NASA has discovered wiring damage issues in every crewed vehicle system, but early indications suggest the new generation of vehicles appears to benefit from more simplified designs and lower technician traffic during integration.
While wiring damage issues have appeared in every crewed vehicle system – Apollo, shuttle, International Space Station, and Orion – as well as commercial spacecraft, early indications show that commercial spacecraft developers and operators are experiencing a reduced incidence of wiring anomalies compared to the Space Shuttle Program. The space shuttle’s wiring system was complex with approximately 600 harnesses, 7,000 connectors, 120,000 wire segments and 228 miles of wire.
The implementation of wiring designs is different between the space shuttle and the new vehicles. Recognition of these differences and an appreciation of where space shuttle failure mechanisms pose a risk to new crewed launch vehicles and spacecraft can help to manage the incidence of wiring anomalies. NASA’s experience shows handling-induced damage or damage resulting from work in proximity is a primary source of wiring anomalies.
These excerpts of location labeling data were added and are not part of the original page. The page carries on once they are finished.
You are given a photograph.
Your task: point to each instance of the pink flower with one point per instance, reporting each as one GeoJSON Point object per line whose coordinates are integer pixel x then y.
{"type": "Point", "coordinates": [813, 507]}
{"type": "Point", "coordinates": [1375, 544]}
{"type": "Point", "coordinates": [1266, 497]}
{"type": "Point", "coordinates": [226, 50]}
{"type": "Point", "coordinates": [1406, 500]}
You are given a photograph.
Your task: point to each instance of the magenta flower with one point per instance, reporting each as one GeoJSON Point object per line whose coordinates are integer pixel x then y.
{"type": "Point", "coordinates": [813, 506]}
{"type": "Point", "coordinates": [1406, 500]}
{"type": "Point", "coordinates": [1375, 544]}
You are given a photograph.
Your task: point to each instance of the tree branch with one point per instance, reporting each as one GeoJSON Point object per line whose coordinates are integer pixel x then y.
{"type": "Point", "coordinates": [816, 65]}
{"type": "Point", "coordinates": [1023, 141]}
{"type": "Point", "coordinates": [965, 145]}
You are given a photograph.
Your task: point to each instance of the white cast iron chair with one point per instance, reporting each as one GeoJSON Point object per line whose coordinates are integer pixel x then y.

Several high-profile failures in NASA history, including the Apollo 1 and Apollo 13 incidents, identified wiring faults and handling-induced damage as related causes. In the case of the larger NASA vehicles, ground processing necessarily involved non-wire-oriented staff whose integration work did not appreciate the susceptibilities for wire damage.
NASA Engineering and Safety Center Power Technical Discipline Team Subject Matter Expert Tom Evans on the importance of this lesson learned:
Wiring damage issues have been discovered in every crewed vehicle system (Apollo, shuttle, ISS, and Orion), though fewer in commercial spacecraft developers and operators’ vehicles. This lesson learned provides a summary of the key history of wire harness / cable discrepancies within NASA programs and makes an observation that wiring issues can most often be attributed to reuse, installation ergonomics and maintainability design. These factors, along with overall integration flow, have in past programs (e.g., space shuttle) stacked up in such a way that there is a very high incidence of induced wire damage. Methods for detecting this wire damage are discussed to include post-installation testing. Application of post-installation testing is especially important in difficult-to-access areas where physical access to perform visual inspection is hampered; high traffic areas; and where harnesses are manipulated to install them.
NASA technical workers can benefit by having an awareness that installation ergonomics and maintainability design must be baked in – and can’t be an afterthought. That aspect of the design needs to also consider re-use plans. For technicians, it’s important to have an awareness that new designs require careful handling and thoughtful process flow to prevent induced damage and induced collateral damage.